A bum, certainly, but nothing like the bums who haunted the campus, hoping to mooch a dollar from some kindly professor. They were destroyed men, from whose faces no mind shone forth—only confusion and despair. Parlabane looked somehow important; the blurred, scarred face was impressive, and through the thick spectacles his eyes swam with a transfixing stare.
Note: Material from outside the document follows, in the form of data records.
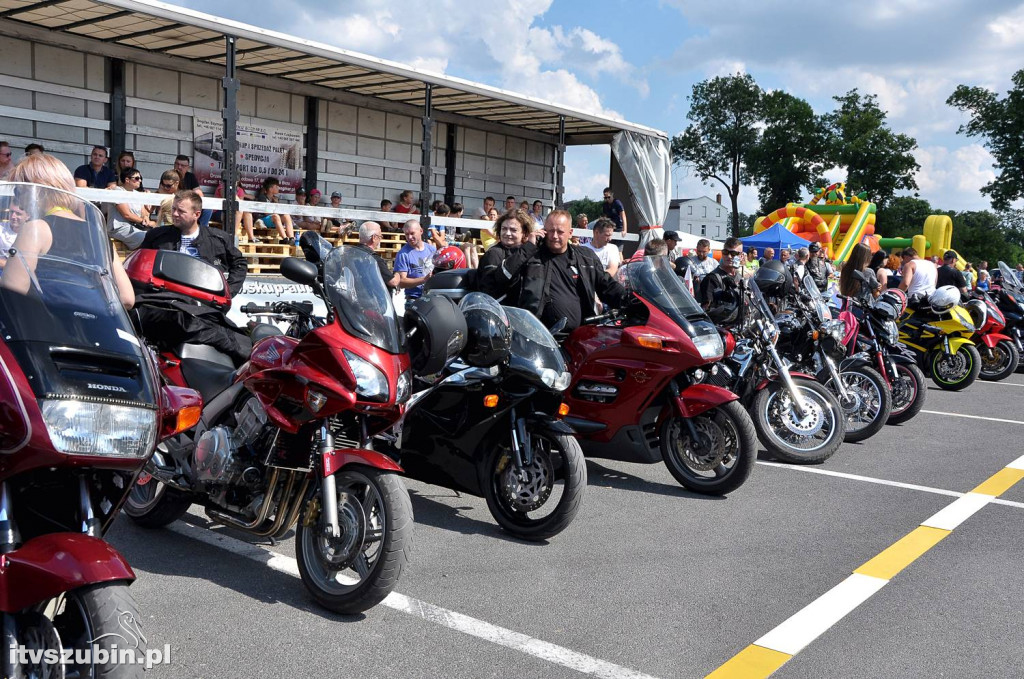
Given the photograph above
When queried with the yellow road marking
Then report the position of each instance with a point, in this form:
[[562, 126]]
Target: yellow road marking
[[902, 553], [1000, 481], [752, 663]]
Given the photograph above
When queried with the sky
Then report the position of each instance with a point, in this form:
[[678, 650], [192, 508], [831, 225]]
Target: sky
[[638, 60]]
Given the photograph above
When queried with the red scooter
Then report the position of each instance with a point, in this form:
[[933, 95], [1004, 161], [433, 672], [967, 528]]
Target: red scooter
[[636, 392], [81, 411], [286, 438]]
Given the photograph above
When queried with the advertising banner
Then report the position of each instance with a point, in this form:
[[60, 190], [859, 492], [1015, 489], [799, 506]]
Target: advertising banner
[[263, 152]]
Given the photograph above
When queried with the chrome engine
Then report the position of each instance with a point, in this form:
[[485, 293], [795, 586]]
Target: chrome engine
[[223, 454]]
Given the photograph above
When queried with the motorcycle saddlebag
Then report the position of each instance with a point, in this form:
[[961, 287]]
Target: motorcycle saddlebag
[[166, 270]]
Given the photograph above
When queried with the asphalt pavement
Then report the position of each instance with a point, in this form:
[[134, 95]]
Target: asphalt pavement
[[650, 580]]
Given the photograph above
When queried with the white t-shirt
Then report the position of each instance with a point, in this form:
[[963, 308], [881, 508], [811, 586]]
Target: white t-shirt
[[608, 254]]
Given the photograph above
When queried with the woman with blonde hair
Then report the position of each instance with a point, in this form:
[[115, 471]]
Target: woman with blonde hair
[[56, 218]]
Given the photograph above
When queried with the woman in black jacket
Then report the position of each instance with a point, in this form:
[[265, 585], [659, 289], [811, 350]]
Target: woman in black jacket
[[499, 270]]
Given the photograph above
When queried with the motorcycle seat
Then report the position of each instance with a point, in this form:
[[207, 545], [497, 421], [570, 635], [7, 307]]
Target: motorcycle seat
[[206, 370]]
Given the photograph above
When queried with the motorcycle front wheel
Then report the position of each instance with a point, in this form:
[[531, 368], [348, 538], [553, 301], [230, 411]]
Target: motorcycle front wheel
[[999, 363], [719, 458], [355, 570], [808, 439], [908, 393], [99, 618], [867, 402], [957, 371], [542, 500]]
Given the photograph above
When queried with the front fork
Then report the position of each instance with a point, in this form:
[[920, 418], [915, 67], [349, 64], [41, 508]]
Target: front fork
[[329, 487], [798, 402]]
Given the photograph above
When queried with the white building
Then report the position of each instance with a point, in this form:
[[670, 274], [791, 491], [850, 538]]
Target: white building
[[702, 216]]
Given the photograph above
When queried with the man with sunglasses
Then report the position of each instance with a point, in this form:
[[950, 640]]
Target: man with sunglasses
[[6, 165], [725, 278]]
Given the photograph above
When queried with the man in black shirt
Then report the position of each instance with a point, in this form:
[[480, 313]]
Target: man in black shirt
[[723, 278], [561, 280], [949, 274]]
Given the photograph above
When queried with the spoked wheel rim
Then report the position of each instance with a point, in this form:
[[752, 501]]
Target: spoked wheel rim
[[864, 400], [339, 565], [904, 389], [714, 454], [532, 495], [807, 434], [999, 361]]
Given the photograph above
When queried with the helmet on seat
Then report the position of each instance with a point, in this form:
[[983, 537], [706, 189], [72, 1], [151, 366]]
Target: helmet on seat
[[773, 279], [943, 299], [488, 331], [449, 258]]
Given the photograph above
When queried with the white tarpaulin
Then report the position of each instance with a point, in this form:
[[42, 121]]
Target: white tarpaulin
[[647, 165]]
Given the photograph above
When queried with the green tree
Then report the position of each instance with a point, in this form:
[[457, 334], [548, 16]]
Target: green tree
[[1000, 122], [724, 113], [877, 160], [792, 155], [904, 216]]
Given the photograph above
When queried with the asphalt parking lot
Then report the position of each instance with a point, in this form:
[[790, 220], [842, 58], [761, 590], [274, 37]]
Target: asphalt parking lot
[[651, 580]]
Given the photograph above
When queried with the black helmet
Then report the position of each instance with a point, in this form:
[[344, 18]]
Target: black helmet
[[488, 330], [773, 279], [724, 308], [437, 331]]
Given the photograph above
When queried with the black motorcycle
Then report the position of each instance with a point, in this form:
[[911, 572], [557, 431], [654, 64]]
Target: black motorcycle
[[489, 425]]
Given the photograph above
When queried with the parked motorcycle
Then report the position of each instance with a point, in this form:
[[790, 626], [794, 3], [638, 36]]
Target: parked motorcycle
[[939, 331], [492, 425], [81, 411], [639, 390], [818, 344], [285, 439], [879, 336], [798, 419]]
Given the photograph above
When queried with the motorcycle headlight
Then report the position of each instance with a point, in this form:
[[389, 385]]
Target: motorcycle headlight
[[404, 387], [555, 380], [102, 429], [371, 383], [710, 346]]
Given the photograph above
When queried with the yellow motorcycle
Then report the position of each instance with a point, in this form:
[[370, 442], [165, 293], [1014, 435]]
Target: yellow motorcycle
[[939, 334]]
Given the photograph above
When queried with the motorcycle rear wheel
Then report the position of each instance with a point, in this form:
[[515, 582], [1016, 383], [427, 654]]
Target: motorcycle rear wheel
[[354, 571], [729, 431], [153, 505], [956, 372], [103, 617], [908, 393], [868, 405], [779, 430], [1004, 363], [538, 507]]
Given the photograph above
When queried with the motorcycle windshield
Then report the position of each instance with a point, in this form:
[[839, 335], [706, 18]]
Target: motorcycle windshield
[[817, 301], [357, 293], [653, 279], [1010, 280], [59, 310], [532, 349]]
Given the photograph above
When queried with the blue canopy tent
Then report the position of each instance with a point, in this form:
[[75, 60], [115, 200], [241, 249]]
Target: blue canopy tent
[[775, 237]]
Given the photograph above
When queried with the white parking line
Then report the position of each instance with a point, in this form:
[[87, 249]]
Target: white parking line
[[428, 611], [1017, 464], [974, 417]]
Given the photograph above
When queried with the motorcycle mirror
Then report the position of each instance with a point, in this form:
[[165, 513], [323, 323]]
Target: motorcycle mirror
[[299, 270]]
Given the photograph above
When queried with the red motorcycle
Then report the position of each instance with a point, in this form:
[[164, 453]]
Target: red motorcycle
[[286, 438], [636, 392], [81, 411], [999, 356]]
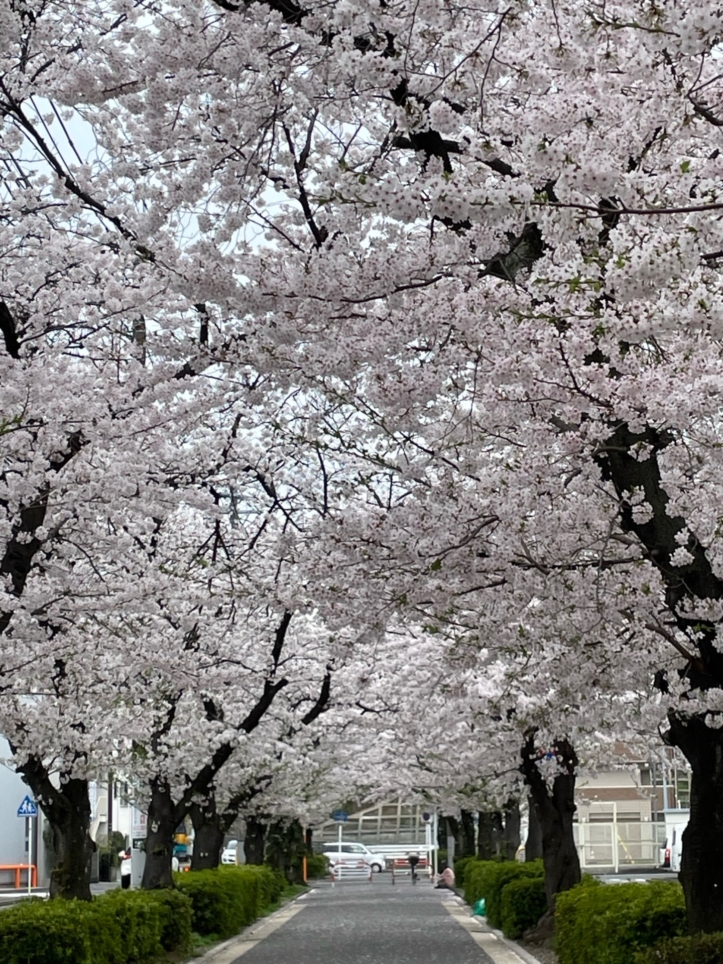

His attitude towards me was much as Hollier had said it would be. He could not leave me alone, and although he apparently thought I was a female nitwit, amusing herself by acquiring a doctorate at the University (don’t imagine there is any contradiction here; nitwits can do it), he plainly wanted to be near me, to talk with me, to bamboozle me intellectually. This was no novelty to me; around universities there is always some “female-molesting” or “harassment” or whatever the fashionable word may be, but there is a great deal more of intellectual mauling and pawing by people who don’t even know that what they are doing is sexy. Parlabane was different; his intellectual seduction was on a grander scale and vastly more amusing than that of the average run of academics. I certainly didn’t like him, but it was fun to play with him, on this level. Sexual thrills are not all physical, and although Parlabane was an unlikely seducer, even on the intellectual plane, it was clear that his desire was, by this prolonged tickling, to bring me to an orgasm of the mind.
Late November can be a romantic time of year in Canada; the bare trees, the frosty air and whirling winds, the eerie light which sometimes persists for the whole of the day and then sinks, shortly after four, into steely darkness, dispose me to Gothic thoughts. In Spook, so Gothic in architecture, it was tempting to indulge northern fantasies, and I found myself wondering if in such a frame of mind I was not working under the eye of Doctor Faustus himself, for Hollier had the intensity of Faust and much of his questing appearance. But then, no Faust without Mephistopheles, and there was Parlabane, as slippery-tongued, as entertaining, and sometimes as frightening as the Devil himself. Of course in Goethe’s play the Devil appears handsomely dressed as a travelling scholar; Parlabane was at the other end of the scale, but in his command of any conversation he had with me, and his ability under all circumstances to make the worse seem the better thing, he was acceptable as Mephistopheles.